A Concerned Photographer: Helen M. Stummer

How did you decide to photograph in Newark?

It took about two years. I think we’re all… we don’t notice the same things or respond to the same things… I wanted to find a place to photograph like I had on East Sixth Street. There I had the Children’s Aid Society. I would use that as my home base and use that to go out to the street. I was looking for that in Newark when I realized… this is a terrible place. I drove around and I photographed a church. It didn’t click, though. It didn’t feel good. It just didn’t feel right, the pictures just came out… “blah.”

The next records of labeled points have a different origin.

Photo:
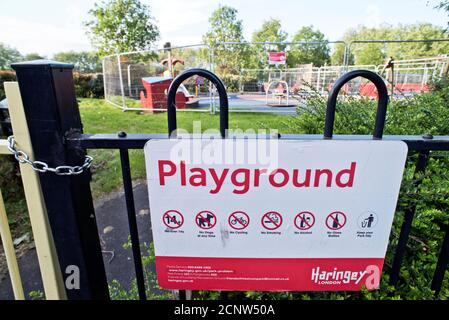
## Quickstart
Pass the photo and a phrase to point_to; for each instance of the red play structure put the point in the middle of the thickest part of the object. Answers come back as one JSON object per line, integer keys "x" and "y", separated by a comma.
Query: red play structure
{"x": 154, "y": 95}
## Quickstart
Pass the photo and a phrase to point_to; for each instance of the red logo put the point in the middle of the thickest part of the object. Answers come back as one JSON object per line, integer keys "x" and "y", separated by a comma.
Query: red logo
{"x": 173, "y": 219}
{"x": 205, "y": 220}
{"x": 271, "y": 220}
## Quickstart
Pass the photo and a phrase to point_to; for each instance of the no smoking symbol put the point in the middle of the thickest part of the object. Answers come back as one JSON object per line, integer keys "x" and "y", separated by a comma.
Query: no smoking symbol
{"x": 173, "y": 219}
{"x": 238, "y": 220}
{"x": 336, "y": 220}
{"x": 205, "y": 220}
{"x": 304, "y": 220}
{"x": 271, "y": 220}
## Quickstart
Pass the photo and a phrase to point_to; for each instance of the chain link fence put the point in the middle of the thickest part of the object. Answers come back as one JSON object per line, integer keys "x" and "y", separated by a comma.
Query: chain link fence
{"x": 139, "y": 80}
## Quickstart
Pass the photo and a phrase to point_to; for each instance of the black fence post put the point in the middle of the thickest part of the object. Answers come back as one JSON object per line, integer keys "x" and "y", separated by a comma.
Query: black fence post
{"x": 52, "y": 113}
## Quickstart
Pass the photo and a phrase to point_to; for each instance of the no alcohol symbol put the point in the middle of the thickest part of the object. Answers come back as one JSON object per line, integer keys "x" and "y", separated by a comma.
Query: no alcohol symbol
{"x": 238, "y": 220}
{"x": 304, "y": 220}
{"x": 336, "y": 220}
{"x": 173, "y": 219}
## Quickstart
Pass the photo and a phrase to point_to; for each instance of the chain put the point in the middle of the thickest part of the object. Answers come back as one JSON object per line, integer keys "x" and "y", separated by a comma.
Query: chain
{"x": 40, "y": 166}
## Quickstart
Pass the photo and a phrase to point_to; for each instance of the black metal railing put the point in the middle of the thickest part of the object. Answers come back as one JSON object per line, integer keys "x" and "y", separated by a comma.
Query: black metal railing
{"x": 71, "y": 142}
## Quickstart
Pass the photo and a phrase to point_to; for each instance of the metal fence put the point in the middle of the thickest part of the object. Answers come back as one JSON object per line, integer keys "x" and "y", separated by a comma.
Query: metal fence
{"x": 49, "y": 98}
{"x": 139, "y": 80}
{"x": 129, "y": 77}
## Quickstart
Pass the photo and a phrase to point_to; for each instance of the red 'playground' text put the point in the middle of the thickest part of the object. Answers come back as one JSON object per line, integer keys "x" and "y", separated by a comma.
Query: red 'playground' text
{"x": 243, "y": 179}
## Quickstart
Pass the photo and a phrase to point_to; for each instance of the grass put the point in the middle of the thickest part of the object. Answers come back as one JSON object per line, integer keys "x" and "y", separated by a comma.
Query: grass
{"x": 100, "y": 117}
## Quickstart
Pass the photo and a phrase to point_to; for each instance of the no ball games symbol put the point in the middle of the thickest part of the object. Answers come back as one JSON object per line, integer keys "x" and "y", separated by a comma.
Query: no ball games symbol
{"x": 271, "y": 220}
{"x": 238, "y": 220}
{"x": 304, "y": 220}
{"x": 205, "y": 220}
{"x": 336, "y": 220}
{"x": 173, "y": 219}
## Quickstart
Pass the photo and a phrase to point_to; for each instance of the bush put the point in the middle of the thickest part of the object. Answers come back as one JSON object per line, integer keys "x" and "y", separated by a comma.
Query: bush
{"x": 5, "y": 75}
{"x": 88, "y": 85}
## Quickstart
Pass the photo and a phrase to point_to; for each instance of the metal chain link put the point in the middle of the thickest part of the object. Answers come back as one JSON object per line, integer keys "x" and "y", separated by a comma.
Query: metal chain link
{"x": 40, "y": 166}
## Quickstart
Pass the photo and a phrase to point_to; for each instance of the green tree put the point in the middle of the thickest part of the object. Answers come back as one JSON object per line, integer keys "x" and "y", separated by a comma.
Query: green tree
{"x": 120, "y": 26}
{"x": 83, "y": 61}
{"x": 226, "y": 27}
{"x": 378, "y": 53}
{"x": 318, "y": 54}
{"x": 270, "y": 31}
{"x": 8, "y": 55}
{"x": 33, "y": 56}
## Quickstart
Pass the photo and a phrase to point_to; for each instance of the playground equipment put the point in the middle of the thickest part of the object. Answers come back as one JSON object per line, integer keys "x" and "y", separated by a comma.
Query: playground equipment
{"x": 123, "y": 75}
{"x": 281, "y": 92}
{"x": 155, "y": 97}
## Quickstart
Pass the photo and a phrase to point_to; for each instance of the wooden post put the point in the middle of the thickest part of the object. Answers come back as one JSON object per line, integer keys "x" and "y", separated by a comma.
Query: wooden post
{"x": 10, "y": 253}
{"x": 43, "y": 239}
{"x": 51, "y": 111}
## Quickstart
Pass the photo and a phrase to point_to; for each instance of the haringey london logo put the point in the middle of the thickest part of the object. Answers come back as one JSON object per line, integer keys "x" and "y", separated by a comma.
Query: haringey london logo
{"x": 335, "y": 276}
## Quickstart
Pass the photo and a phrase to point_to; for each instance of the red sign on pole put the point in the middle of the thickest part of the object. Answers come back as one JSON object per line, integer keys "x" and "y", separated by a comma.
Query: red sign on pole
{"x": 277, "y": 58}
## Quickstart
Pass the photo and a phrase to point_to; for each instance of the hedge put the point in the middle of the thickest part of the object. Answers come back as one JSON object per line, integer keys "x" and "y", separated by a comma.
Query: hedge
{"x": 87, "y": 85}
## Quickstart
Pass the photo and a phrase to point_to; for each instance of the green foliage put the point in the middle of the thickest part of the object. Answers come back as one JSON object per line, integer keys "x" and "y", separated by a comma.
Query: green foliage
{"x": 226, "y": 27}
{"x": 33, "y": 56}
{"x": 377, "y": 53}
{"x": 36, "y": 295}
{"x": 88, "y": 85}
{"x": 318, "y": 54}
{"x": 270, "y": 31}
{"x": 8, "y": 55}
{"x": 82, "y": 61}
{"x": 120, "y": 26}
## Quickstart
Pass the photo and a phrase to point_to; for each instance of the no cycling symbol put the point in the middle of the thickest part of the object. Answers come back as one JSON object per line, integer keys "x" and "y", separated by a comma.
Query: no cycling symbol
{"x": 238, "y": 220}
{"x": 271, "y": 220}
{"x": 205, "y": 220}
{"x": 173, "y": 219}
{"x": 336, "y": 220}
{"x": 304, "y": 220}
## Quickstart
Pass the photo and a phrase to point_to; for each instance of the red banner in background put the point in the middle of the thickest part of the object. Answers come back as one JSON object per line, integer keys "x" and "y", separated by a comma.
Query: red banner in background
{"x": 277, "y": 58}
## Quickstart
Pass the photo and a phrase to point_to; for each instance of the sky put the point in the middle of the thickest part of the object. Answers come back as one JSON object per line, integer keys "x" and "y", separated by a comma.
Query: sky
{"x": 49, "y": 26}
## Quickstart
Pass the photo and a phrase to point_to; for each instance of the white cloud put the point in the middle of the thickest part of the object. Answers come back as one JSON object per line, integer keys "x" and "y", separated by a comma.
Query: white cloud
{"x": 46, "y": 39}
{"x": 372, "y": 18}
{"x": 179, "y": 20}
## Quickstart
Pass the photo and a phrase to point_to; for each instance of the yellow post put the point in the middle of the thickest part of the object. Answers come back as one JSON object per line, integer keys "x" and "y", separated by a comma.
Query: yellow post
{"x": 46, "y": 252}
{"x": 10, "y": 253}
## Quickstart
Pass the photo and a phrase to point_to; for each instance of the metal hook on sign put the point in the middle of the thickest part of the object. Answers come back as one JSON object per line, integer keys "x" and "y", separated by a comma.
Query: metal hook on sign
{"x": 171, "y": 98}
{"x": 381, "y": 105}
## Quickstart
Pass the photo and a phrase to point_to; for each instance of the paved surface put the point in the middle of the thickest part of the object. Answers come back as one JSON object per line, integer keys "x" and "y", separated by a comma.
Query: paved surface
{"x": 113, "y": 228}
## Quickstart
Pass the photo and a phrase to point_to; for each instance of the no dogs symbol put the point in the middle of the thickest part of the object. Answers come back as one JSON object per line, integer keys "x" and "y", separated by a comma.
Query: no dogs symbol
{"x": 173, "y": 219}
{"x": 205, "y": 220}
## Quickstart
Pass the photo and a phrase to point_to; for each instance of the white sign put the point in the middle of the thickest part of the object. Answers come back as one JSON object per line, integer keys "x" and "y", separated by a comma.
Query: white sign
{"x": 319, "y": 220}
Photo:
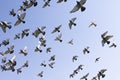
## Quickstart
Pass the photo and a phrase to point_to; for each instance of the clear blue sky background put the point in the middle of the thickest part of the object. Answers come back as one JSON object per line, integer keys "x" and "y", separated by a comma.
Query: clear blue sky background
{"x": 103, "y": 12}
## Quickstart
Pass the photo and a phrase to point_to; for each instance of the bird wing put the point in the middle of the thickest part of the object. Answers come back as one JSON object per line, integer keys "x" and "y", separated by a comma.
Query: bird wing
{"x": 70, "y": 25}
{"x": 3, "y": 29}
{"x": 82, "y": 2}
{"x": 43, "y": 27}
{"x": 108, "y": 37}
{"x": 53, "y": 31}
{"x": 73, "y": 19}
{"x": 29, "y": 5}
{"x": 22, "y": 16}
{"x": 17, "y": 22}
{"x": 13, "y": 58}
{"x": 103, "y": 35}
{"x": 76, "y": 8}
{"x": 59, "y": 1}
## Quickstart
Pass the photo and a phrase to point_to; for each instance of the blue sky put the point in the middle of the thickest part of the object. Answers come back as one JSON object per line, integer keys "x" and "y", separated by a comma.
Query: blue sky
{"x": 104, "y": 13}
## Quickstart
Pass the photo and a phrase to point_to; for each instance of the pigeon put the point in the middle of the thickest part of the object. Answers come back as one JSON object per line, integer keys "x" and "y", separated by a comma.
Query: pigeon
{"x": 25, "y": 32}
{"x": 78, "y": 6}
{"x": 25, "y": 3}
{"x": 32, "y": 3}
{"x": 42, "y": 41}
{"x": 22, "y": 8}
{"x": 51, "y": 64}
{"x": 4, "y": 25}
{"x": 80, "y": 67}
{"x": 52, "y": 58}
{"x": 57, "y": 29}
{"x": 38, "y": 48}
{"x": 20, "y": 19}
{"x": 85, "y": 50}
{"x": 24, "y": 51}
{"x": 46, "y": 3}
{"x": 43, "y": 64}
{"x": 74, "y": 58}
{"x": 84, "y": 77}
{"x": 48, "y": 49}
{"x": 70, "y": 42}
{"x": 11, "y": 62}
{"x": 93, "y": 24}
{"x": 40, "y": 74}
{"x": 40, "y": 30}
{"x": 25, "y": 64}
{"x": 17, "y": 36}
{"x": 101, "y": 73}
{"x": 72, "y": 22}
{"x": 71, "y": 75}
{"x": 4, "y": 60}
{"x": 12, "y": 13}
{"x": 113, "y": 45}
{"x": 3, "y": 67}
{"x": 19, "y": 70}
{"x": 59, "y": 1}
{"x": 97, "y": 59}
{"x": 58, "y": 38}
{"x": 105, "y": 38}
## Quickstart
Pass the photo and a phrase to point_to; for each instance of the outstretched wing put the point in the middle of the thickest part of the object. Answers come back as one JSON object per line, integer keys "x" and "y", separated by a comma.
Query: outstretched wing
{"x": 59, "y": 1}
{"x": 76, "y": 8}
{"x": 82, "y": 2}
{"x": 108, "y": 37}
{"x": 103, "y": 35}
{"x": 73, "y": 19}
{"x": 3, "y": 29}
{"x": 22, "y": 16}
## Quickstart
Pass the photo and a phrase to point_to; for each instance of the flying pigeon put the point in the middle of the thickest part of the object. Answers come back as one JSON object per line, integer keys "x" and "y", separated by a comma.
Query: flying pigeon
{"x": 78, "y": 6}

But I kept responding and seeing that building, 322, because it’s on the way home to 78. I would go from Irvine Turner Boulevard to 78 and pass this one building, 322. I started photographing on the corner there, because it scared me. The person from the Coalition Six, the group I was photographing for. I told the director how I felt about this building… every time we went by I would be totally electrified, I would be totally different. I could feel the pull. I could feel the whole thing. It scared me. There were people all around. They place was burned-out. So she said, “Let’s go drive there.” So we went to the corner. There was another building on the corner… it wasn’t frightening at all actually. She went up to the people… she was black, and introduced us. “What can we do to help you?” That’s what she said. And they said, “We would like that traffic light fixed. There are so many accidents here.” [The light was at the corner of Madison Avenue and Irvine Turner Boulevard.] Here people are living in this devastated condition and they’re concerned about a traffic light, that other people are getting hurt. The next day, the light was fixed. I came back a couple of days later, by myself… I was God. They didn’t say that, but that was how I was treated.

… I was so moved by the respect they gave me. I was allowed into another world. And that’s what most of my work has been about… I’ve been allowed into other worlds.

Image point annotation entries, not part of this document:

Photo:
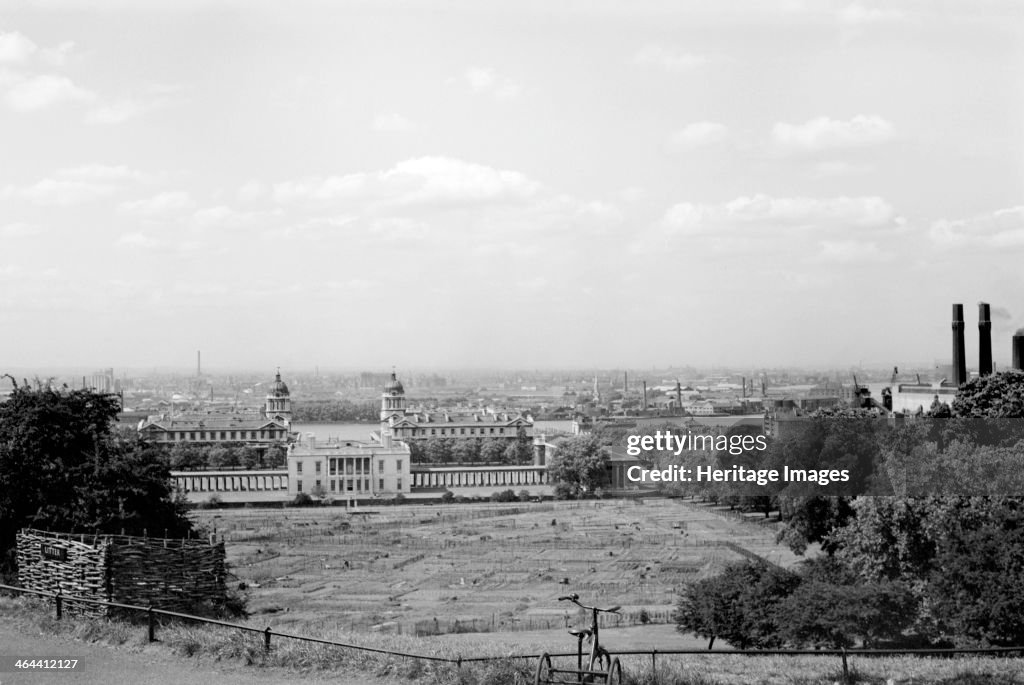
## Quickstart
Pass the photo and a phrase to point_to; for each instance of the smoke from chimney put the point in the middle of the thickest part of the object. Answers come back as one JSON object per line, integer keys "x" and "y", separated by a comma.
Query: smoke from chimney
{"x": 960, "y": 356}
{"x": 984, "y": 340}
{"x": 1018, "y": 355}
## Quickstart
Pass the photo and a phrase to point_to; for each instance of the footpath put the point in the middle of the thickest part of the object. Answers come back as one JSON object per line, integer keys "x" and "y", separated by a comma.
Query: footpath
{"x": 100, "y": 665}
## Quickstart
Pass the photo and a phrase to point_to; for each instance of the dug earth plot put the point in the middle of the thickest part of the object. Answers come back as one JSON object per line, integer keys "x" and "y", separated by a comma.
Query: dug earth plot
{"x": 487, "y": 568}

That was my start. But I wasn’t really happy with the pictures there. I kept looking at 322. Little by little, I photographed going to 322. The traffic light residents said: “You really don’t want to go there. It’s probably the worst place in Newark… it’s filled with drugs and prostitution.” One day I went up to them and saw the children playing. I asked them if I could photograph the children. I always start with that. They thought I was either from DYFS [The Division of Youth and Family Services] or a social worker. Then I would bring back always a photograph… and photograph more. Then I became involved with the families in the building. I was always scared to death. It was a really dangerous place. It wasn’t any fooling around. The connection I had with that house… 322… I photographed that building for fifteen years.

They had a second fire and people had to leave. The three major families whom I was involved with there… So, I followed them and still kept involved… I still am. One of them, I still am… I just saw her a few days ago. I photographed her children growing up. She’s over on North 13th Street now. And her son was killed, actually shot to death a year and a half ago. They asked me to photograph the funeral. I don’t want to photograph a funeral and people who are dead. I was so close to Khalif. I had never gone to a burial until last year, but I kept saying “I’ve got to do it… it’s my work.” This is part of it. I keep pushing past that part where I don’t want to do something. You’ve got to take a risk. I was amazed by this funeral. The photograph I have here is huge. It was the second son who was shot to death, this woman, the mother. It was horrendous. I was exhausted. I said “I’m going home now.”

I said, “I was so tired…” But the son-in-law said you have to come to the RIP Site… I said, “I’m tired… I’ve got enough.” But when someone says something three times, I listen. He said, “Follow me.” He had this Jeep of some sort. We’re twisting all through these streets and all these places… you’re out of your mind; he pulled up in East Orange on Park Avenue. He double-parked, and I pulled up behind him. I don’t like the whole idea of being stuck out in the street like that. I think he got out of his Jeep and there were hundreds of people on the street all over. And he went, “Let her do what she wants…” he yelled out. There’s something with me… something takes over in me. I know it’s a moment that’s important and I go… I go with it, whatever it is. I started walking down the sidewalk. Everybody moved to make room for me. But I’m seeing this as the photograph. I’m seeing hundreds of people as the photograph. I didn’t even get to the site yet.

You know what I do… I really have a deep respect for everybody… how they think; how they are. I picked up my camera as a signal that I wanted to take a picture, and most people turned their back on me. That was a signal that they didn’t want to be photographed, so I put my camera down. I didn’t take the picture because it’s very disrespectful. I kept walking and these three men said, “Come on, come on,” and then the site was there and they posed… usually I don’t like posing. I only have a couple of pictures in all these years. I always tell them to be natural. Act like I’m not here. But there they were and there’s the picture.

It was there. It’s huge. Then I walked back again and I was so moved by the respect they gave me. I was allowed into another world. And that’s what most of my work has been about… I’ve been allowed into other worlds. It doesn’t happen. You don’t experience that and I’m very lucky. It’s been absolutely incredible and I healed myself. Because I was extremely shy and you can hide behind the camera. It gave me… It was a tool I could hide behind. It brought me out of myself. I was able to relate to people and people related to me. The whole experience became healing in itself.